Ahhh, from your initial post I just assumed you were doing actual NER annotations and then annotating relations between named entities. If your spans are sentences or even paragraphs, connecting them like this in the relations UI definitely seems inefficient and overkill – it's not about token boundaries or connecting words, you're just linking up these fragments, right? (I would even argue that you might be making your life much harder by highlighting whole sentences in the manual NER interface.)
I think if the goal is to connect these long text fragments, there's not really a benefit in placing arrows on top of the actual inline text. The visual gain from this is absolutely minimal (if not negative) and once you have more than one relation, it's pretty much always going to get messy.
One simple approach I just thought of that could work and that you could easily implement with the existing interfaces: split the content and alignment/relation annotation into two blocks so you can read the original text separately and then connect references to the sentences/paragraphs instead of the actual text.
For example, you could split your text into logical units, assign numbers, letters or other symbols to each sentence/paragraph/unit, and show the spans that you already have assigned labels to. In the
relations block, you then annotate those numbers/letters/symbols instead of the blocks of text.
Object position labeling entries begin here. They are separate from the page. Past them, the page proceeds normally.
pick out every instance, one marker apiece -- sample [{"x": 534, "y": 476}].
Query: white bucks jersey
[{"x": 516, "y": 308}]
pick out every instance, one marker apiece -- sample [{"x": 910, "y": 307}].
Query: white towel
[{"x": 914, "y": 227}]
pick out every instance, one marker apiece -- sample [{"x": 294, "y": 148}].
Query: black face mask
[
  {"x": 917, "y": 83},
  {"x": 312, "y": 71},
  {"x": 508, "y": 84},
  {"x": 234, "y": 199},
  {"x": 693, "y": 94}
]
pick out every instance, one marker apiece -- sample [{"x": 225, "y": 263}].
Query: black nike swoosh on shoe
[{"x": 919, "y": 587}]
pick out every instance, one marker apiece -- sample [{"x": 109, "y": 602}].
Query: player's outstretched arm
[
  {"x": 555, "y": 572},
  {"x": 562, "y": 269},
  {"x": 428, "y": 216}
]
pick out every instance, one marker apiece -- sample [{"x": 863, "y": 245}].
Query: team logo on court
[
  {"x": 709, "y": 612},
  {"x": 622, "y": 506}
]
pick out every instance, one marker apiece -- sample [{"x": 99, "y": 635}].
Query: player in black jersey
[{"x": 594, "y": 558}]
It does mean you have to refer back to the original text when you assign the relations – but even with very long texts, you'd end up with a fairly compact, inline representation of the whole document and how its fragments are connected, which could be pretty cool.
- First paragraph...
- Second paragraph... [highlighted with label]
- Third paragraph...
 [2, with span label] 
If you store the mapping of fragments to numbers/letters/symbols in the underlying JSON, resolving the annotated relations back to whatever you need (character offsets into the text, tokens, whatever) will be trivial.